Planning the garden for 2024: Trying to embrace my more chaotic side
This morning, another abnormally warm February morning, I went outside to fill up the bird feeders. I have to do this a couple times a week: fill up the two hanging feeders, add new suet cakes, and dump a bunch of sunflower seeds on the old stump. The doves, goldfinches, cardinals, nuthatches, chickadees, squirrels, and bunnies that frequent my yard eat them voraciously, and it makes me happy to see them land en masse to eat both the seeds I put out, and the deadheads of my echinacea flowers from the summer. This time I also put out woodpecker-specific suet, hoping to entice a couple of them that hang out in the nearby copse to hop over.
As I was topping everything off, I noticed that the warm weather has got the compost pile smelling a little ripe, so I grabbed the fork and started turning it, exposing all the black soil developing inside it. The pile doesn’t freeze, since decomposition creates heat, but it’s also not as hot as I would like, which leads to the smell. It’s really only noticeable when you’re right beside it, but I’m hoping that turning it brought more oxygen into the centre of it all, which should speed up the process and throw more heat and cut down on any odours.
And as I was doing all that, I felt it setting in: garden fever.
This happens every spring, and I don’t think other gardeners are unfamiliar with it. It seems to happen around the same time every year, when the first hints of spring begin to emerge.
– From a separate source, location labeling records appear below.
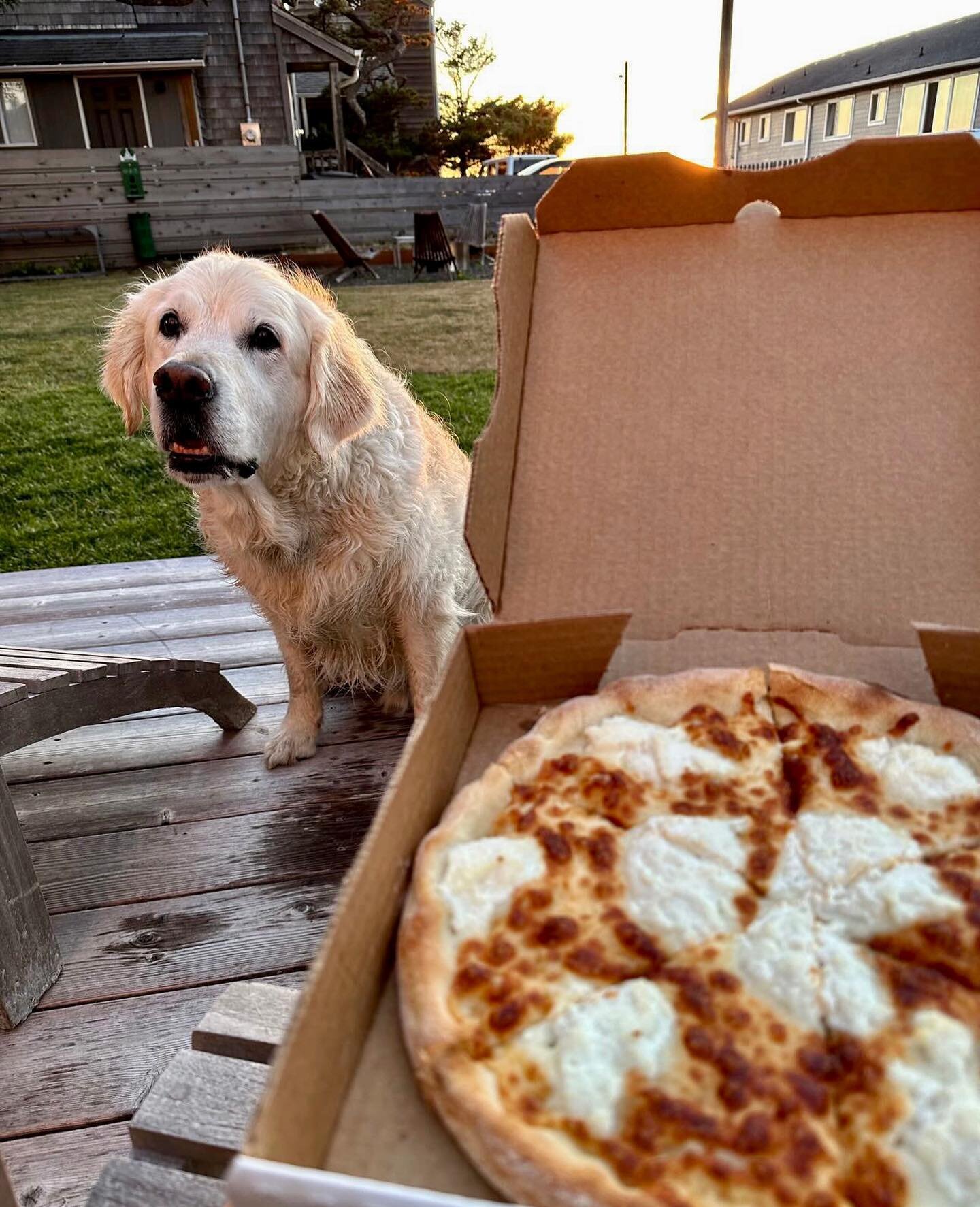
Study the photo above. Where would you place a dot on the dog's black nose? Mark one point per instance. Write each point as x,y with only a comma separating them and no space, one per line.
182,384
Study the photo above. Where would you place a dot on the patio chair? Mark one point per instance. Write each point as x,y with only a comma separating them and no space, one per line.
354,261
474,232
432,250
48,692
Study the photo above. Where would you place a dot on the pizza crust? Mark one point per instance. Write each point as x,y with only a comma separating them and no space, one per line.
541,1165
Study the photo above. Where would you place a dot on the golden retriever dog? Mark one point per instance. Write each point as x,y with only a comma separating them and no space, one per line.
321,484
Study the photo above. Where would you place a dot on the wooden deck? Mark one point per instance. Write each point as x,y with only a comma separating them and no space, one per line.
172,861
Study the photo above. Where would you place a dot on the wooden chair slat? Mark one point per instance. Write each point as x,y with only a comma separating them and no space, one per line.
79,673
34,677
248,1021
125,1183
199,1110
12,692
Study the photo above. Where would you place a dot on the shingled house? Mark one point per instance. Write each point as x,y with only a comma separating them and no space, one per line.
925,82
186,73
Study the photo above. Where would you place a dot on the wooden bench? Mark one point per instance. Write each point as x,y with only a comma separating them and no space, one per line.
197,1114
27,232
48,692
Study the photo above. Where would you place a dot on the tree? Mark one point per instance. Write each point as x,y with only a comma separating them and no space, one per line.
474,131
527,127
380,29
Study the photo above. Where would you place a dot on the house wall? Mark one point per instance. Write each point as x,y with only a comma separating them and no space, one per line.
56,112
252,198
220,95
762,154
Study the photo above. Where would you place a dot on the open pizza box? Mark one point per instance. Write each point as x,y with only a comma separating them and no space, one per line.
722,436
A couple warm days, some sun on your face, melting snow exposing the soil for the first time in a couple months, and there it is: the overwhelming urge to plant all the things.
In years past, this would be the time that I’d pull out a notebook with my not-quite-to-scale diagram of my yard, and start meticulously planning where all my future plants will go, broken up into a one square foot grid. I’d carefully plot out how much room the tomatoes take, where to put down rows of carrots, how to make sure the beans have space. And frankly, the idea of doing that again this year kind of bores me.
Last year, after precisely planting all of my seedlings according to plan, a number of them failed to flourish. There are a bunch of reasons for it: the soil badly needed to be amended and I hadn’t, one of the beds gets way too much sun and heat and was burning its plants to crisps, and the weather was odd last year with a super hot spring and then cooler, wetter June (weird weather patterns being just a reality of gardening in the era of a climate emergency). Sometime in June or July, I threw caution to the wind and dumped a bunch of nasturtium and radish seeds into all the blank spaces, just to fill it for the rest of the year.
They exploded. Of everything I’d tried to grow, they did the best by far, filling their space and sheltering neighbouring plants. Nasturtiums and radishes are super easy to grow so it’s not surprising, but it also made me realise the value of being a little more chaotic. The giant nasturtium plants ended up covering all the exposed soil around the eggplants, which in turn helped retain moisture so the eggplants produced more. The radishes kept the weeds down by not giving them any room to grow. I didn’t thin or prune or manage them at all—I just let them go, and they rioted up to the sun.
The overly-planned layout last spring.
What’s more, I liked how it looked so much more than my neatly laid-out rows. I took pictures of the nasturtiums every morning, and revelled in the treasure hunt of pushing them aside to search for eggplants I might have missed. That corner of the garden, where chaos reigned, ended up being the corner that brought me the most joy all year.
Which, duh. A quick look at my Pinterest garden inspo board makes it pretty obvious that that’s the style of gardening that speaks to me. So this year, I’m going to try to put aside all of my overly A-type planning tendencies, and be more chaotic with my planting. I have my seeds already, and I’ll sow as much as I can indoors, but come planting time I’ll put seedlings wherever they’ll fit. I want to mix flowers in too to attract pollinators, and I’ll try to follow companion planting guidelines, but I don’t want to be too specific.
Not my photos—inspiration from my Pinterest board.
Come mid-July, the garden always starts to feel like a chore—it’s like I hit garden burnout and just kind of give up. I think a big part of that is that it stops being fun and becomes an endless cycle of watering, weeding, and pruning. The insects get in, the diseases get in (curse you forever, powdery mildew), and I get tired of dealing with it. But I think chaos gardening is a good experiment to overcome it. A more crowded garden will retain water better and keep the soil cool, will keep weeds out, and will force plants to grow more vertical for light. It’ll also just be prettier, and that’s a big part of what I love about it.
So that’s the plan for 2024: less planning. As we get closer to actually getting hands in soil, I’ll obviously have to make some decisions about how to lay things out, but for now we’re keeping it loose and dreaming of an overwhelming, overflowing garden.